Tea for two

photo privée jmg

Il la suit par amour, ça me ferait tellement plaisir si tu viens, tu sais!   Et maintenant, il est là qui regarde à droite et à gauche dans la rue  pour être sûr que personne ne le voit entrer. Il baisse la tête. Enlève ta capuche, tu  ne peux  être comme ça ici!  Elle parle doucement, lui prend la main.  Avec elle, il se sent si fort.

Il monte l’escalier, sans tenir la  corde de marinier qui sert de rampe.  C’est seulement pour la décoration! Elle l’a prévenu. Les marches  ne sont pas  hautes, il piétine, manque trébucher.
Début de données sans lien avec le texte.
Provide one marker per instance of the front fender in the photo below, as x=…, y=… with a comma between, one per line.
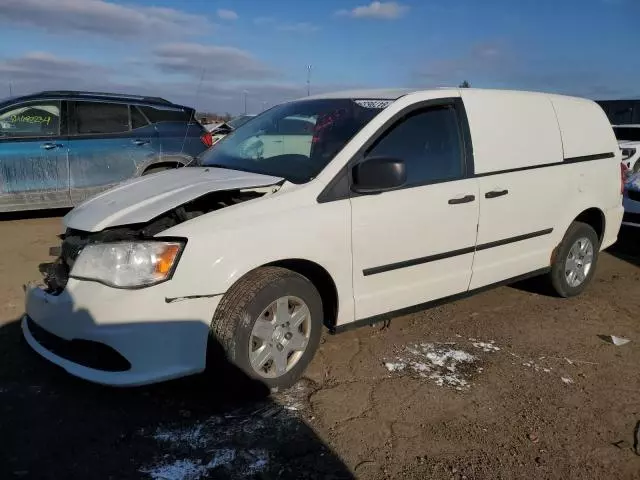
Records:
x=219, y=253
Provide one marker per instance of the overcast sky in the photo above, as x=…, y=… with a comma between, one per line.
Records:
x=206, y=53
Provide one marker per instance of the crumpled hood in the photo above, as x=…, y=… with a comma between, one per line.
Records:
x=143, y=199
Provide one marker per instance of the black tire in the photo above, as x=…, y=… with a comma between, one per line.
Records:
x=240, y=307
x=557, y=275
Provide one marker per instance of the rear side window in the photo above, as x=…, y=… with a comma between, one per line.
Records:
x=627, y=133
x=40, y=119
x=296, y=126
x=428, y=141
x=138, y=120
x=156, y=115
x=98, y=117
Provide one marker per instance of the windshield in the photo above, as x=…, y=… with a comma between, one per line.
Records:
x=238, y=121
x=294, y=140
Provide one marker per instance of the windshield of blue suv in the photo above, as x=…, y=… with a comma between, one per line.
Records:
x=239, y=121
x=294, y=140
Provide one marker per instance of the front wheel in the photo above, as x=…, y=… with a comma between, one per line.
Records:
x=575, y=262
x=269, y=325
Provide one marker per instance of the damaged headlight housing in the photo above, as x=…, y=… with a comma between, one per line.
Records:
x=132, y=264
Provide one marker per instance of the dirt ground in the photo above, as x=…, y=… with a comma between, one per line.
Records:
x=511, y=383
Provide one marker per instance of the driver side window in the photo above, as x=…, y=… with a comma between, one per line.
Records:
x=429, y=143
x=40, y=119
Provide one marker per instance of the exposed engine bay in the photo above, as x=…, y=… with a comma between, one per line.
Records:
x=56, y=274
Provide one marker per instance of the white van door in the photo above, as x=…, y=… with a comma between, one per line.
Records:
x=416, y=244
x=523, y=186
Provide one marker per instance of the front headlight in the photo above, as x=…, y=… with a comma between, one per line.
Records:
x=127, y=264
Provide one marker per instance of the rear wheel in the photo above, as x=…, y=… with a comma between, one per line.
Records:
x=269, y=325
x=575, y=262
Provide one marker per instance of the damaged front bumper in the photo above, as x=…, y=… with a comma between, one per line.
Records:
x=118, y=337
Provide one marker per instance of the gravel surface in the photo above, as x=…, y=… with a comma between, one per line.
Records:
x=511, y=383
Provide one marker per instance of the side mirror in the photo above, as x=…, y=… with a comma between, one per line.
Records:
x=378, y=174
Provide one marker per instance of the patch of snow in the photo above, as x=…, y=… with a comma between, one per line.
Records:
x=178, y=470
x=395, y=367
x=437, y=362
x=259, y=461
x=487, y=346
x=221, y=457
x=192, y=436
La salle en haut est bleu pâle. Surtout des dames âgées, mais   quelques jeunes  bourgeoises  assises aux tables près des fenêtres.  L’une pense en le voyant, tiens,  un ours  dans notre bonbonnière!

Ici, rires feutrés,  musique douce,  murmure des conversations. Pas comme au  bar-tabac où il va habituellement.
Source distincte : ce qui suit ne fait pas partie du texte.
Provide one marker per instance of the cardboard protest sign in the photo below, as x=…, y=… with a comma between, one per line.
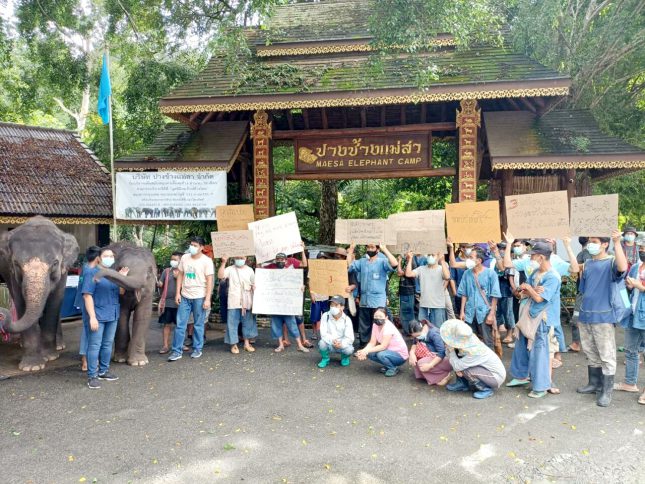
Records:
x=594, y=216
x=274, y=235
x=421, y=242
x=328, y=277
x=360, y=231
x=278, y=292
x=538, y=215
x=233, y=243
x=233, y=217
x=473, y=221
x=413, y=221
Leur table est placée au centre, il a l’impression qu’ils font le spectacle. Son gâteau  est d’un rose vif insoutenable. Pas plus que le thé, il ne l’a choisi. Pareil que Madame, il a bredouillé à la serveuse. Et maintenant, il doit s’en débrouiller. De la théière, de la tasse, de sa soucoupe, du napperon en dentelle,  de la petite cuillère, de la fourchette et de la serviette en tissu aussi. Mais heureusement Pauline s’occupe de tout, respecte bien le temps d’infusion. Pour le reste, il n’a qu’à l’imiter.
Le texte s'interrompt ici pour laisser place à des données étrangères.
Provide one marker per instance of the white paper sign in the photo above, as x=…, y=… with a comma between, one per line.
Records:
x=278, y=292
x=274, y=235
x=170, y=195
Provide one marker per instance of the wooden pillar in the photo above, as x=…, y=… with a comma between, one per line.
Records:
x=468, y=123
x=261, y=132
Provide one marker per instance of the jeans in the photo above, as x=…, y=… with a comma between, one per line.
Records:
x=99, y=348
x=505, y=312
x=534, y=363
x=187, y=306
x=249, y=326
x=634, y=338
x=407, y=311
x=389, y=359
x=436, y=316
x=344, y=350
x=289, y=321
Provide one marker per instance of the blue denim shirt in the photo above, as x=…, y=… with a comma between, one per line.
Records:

Le gâteau rose est bon, pas trop sucré et le thé ne lui a pas  encore donné  envie de vomir. Sur la nappe, il n’a laissé ni miettes ni salissures.  Pauline est ravie. Elle le regarde en souriant et lui dit, je t’aime. Il l’aime aussi.

Maintenant, il peut se détendre et profiter un peu de ce voyage en terre inconnue qu’il ne racontera à personne. Alors, il s’étire  de tout son long sur le petit fauteuil crapaud et bâille  bruyamment ,Ahrrrrr!

Comme il le fait chez lui, affalé sur son canapé,  quand il a vu un bon match de foot à la télé.